Je les arrête une minute. 

« Donc, vous aimez que votre chien saute sur vous. »

« Non, il ne doit pas le faire, c’est mal élevé. Mon père n’aime pas ça. Il n’aime pas vraiment les chiens. Je ne veux pas que mon chien le dérange. »

« Je comprends que votre père n’aime pas ça. Mais vous, personnellement, si ce n’était pas de votre père, vous voulez ou non? »

« Nous, on aime ça. Quand on rentre du travail surtout. Mais c’est pas bien. C’est mal élevé! »

« Mal élevé selon qui?»

« Ben… Mon père. Et si jamais le livreur vient chez-moi, je ne veux pas que mon chien saute. »

« Combien de fois par année votre père vient-il vous voir? Et vous faites-vous livrer de la nourriture? »

« Mon père vient deux fois par année. Le livreur… Je sais pas… Rarement ?»

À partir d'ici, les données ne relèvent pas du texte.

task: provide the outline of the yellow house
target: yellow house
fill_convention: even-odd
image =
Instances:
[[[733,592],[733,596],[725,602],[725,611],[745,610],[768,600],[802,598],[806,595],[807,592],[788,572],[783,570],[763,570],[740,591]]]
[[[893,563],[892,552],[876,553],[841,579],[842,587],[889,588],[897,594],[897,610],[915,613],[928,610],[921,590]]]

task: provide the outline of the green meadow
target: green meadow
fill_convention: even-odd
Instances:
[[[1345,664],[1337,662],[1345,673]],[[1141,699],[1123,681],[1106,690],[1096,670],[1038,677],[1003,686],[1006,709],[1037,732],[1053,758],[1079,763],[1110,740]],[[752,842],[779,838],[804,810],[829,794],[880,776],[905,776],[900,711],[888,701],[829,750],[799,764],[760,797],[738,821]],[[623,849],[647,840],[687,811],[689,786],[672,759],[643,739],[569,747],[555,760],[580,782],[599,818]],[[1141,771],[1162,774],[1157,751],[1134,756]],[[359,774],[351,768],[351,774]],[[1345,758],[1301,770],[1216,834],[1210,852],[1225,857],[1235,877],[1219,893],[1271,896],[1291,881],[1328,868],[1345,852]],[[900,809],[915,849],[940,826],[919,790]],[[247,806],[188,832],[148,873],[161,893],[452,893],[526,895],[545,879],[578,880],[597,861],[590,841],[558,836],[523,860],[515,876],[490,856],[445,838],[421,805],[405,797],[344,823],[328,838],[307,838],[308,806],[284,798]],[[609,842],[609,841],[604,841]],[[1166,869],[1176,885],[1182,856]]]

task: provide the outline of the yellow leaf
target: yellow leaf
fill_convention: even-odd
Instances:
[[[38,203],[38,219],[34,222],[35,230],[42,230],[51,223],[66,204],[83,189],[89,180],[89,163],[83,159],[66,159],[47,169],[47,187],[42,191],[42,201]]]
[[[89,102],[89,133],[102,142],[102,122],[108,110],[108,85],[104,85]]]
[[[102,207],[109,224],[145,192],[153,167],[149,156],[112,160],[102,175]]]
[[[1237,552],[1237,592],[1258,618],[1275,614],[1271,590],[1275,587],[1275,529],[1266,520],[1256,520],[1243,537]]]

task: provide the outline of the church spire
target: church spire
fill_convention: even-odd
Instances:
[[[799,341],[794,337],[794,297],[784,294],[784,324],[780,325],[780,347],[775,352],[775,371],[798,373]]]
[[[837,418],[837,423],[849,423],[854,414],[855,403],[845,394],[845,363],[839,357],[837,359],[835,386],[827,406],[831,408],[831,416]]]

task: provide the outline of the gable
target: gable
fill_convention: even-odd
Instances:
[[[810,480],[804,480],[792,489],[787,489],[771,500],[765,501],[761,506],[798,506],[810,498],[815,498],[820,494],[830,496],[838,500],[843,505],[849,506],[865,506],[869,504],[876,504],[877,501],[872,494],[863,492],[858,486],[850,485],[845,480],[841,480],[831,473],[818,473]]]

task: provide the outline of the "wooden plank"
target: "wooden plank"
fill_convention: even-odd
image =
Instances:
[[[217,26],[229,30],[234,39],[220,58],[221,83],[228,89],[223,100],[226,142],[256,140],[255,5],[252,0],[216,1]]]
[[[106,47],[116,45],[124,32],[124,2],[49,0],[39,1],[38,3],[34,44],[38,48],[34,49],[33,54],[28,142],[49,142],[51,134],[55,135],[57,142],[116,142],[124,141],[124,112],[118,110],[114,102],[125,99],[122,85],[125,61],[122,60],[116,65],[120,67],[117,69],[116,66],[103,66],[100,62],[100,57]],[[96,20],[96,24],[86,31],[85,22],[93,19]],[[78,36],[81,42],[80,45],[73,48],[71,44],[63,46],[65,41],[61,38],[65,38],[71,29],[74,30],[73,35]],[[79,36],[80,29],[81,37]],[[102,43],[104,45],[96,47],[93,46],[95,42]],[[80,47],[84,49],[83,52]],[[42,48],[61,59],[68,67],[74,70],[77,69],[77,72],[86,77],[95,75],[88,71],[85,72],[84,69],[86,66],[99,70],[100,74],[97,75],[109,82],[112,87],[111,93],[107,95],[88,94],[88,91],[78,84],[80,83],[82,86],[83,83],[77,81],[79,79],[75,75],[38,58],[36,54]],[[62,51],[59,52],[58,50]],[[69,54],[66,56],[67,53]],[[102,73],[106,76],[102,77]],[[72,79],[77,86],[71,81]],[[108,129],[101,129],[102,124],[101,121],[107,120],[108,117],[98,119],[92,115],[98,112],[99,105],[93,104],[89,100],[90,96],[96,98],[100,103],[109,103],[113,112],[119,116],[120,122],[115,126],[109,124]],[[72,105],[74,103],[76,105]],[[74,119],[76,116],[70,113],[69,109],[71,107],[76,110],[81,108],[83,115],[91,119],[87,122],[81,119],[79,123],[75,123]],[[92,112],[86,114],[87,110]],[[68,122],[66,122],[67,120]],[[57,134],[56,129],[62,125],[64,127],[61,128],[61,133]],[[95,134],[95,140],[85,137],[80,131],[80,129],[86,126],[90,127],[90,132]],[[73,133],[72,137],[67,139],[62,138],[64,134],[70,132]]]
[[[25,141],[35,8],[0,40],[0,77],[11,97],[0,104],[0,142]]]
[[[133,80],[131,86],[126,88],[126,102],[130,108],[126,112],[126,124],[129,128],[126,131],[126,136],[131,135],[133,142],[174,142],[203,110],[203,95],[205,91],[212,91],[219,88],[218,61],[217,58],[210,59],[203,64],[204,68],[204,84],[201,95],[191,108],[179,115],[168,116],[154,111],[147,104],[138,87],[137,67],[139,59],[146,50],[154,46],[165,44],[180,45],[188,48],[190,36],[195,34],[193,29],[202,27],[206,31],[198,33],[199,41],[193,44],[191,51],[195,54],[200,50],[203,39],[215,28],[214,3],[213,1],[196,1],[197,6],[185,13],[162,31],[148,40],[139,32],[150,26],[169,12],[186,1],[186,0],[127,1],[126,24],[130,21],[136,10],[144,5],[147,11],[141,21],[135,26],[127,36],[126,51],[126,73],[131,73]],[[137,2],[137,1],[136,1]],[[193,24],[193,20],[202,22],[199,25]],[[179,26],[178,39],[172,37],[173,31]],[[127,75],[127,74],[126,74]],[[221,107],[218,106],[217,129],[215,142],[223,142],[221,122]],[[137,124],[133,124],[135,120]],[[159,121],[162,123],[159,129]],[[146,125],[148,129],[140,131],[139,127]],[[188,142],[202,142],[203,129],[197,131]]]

« Si vous voulez que votre chien arrête de sauter, c’est tout à fait faisable, mais il faudra couper toutes formes de renforcement. Demandez-vous, qu’est-ce que vous voulez pour votre chien? Moi je n’ai aucun problème avec une ou l’autre des options. C’est votre chien. Qu’est-ce que vous voulez? Qu’est-ce qui vous rend heureux? Il va falloir prendre une décision et vous y tenir. Si c’est non, c’est non tout le temps. Si c’est oui, c’est oui, mais tout le temps aussi. »

Les gens me demandent ce qu’ils feront si leur père les visite ou s’ils se font livrer de la pizza. C’est une question légitime. La réponse est très simple: mettre le chien dans une autre pièce. Comme moi avec le plombier. Si le paternel demande à voir le chien, on explique qu’il est énervé et va sauter. Donc il vaudrait mieux pas. Ou alors, il faut accepter que le chien est tannant. Un sourire s’allume sur leur visage. Comme si je venais de leur donner la permission de profiter de leur chien qui les accueille. Je les avertis par contre, le chien ne fera pas la différence entre eux ou leur vieille grand-mère délicate et chambranlante. Ils sont les adultes et les humains, c’est à eux de prendre une décision. Et je les laisse y réfléchir. 

Au fond, qui décide de ce qui est bien élevé?

Vous voulez que votre chien ait droit au divan? C’est votre choix! 

Vous voulez que votre chien dorme dans votre lit? C’est votre choix! 

Vous n’avez aucun problème à ce que le chien ramasse la nourriture qui tombe par terre? C’est votre choix! 

Vous acceptez qu’il grimpe partout? C’est votre choix! 

Personnellement, il y a plein de choses que j’autorise et d’autres que j’interdis. Pourquoi? Parce que c’est ma définition de ce qu’est un chien bien élevé. Sur quoi je décide de mettre mes efforts. Le reste, si ce n’est pas important pour moi, je le laisse tomber. Je mets mon énergie ailleurs. Quand j’ai besoin de m’adapter à une situation spéciale, comme des réparateurs qui viennent arranger le drain du lavabo, j’utilise des méthodes de gestion. C’est tout. 

Votre chien ne pourra jamais plaire à tout le monde en même temps. Alors, au fond, qu’il vous plaise à vous!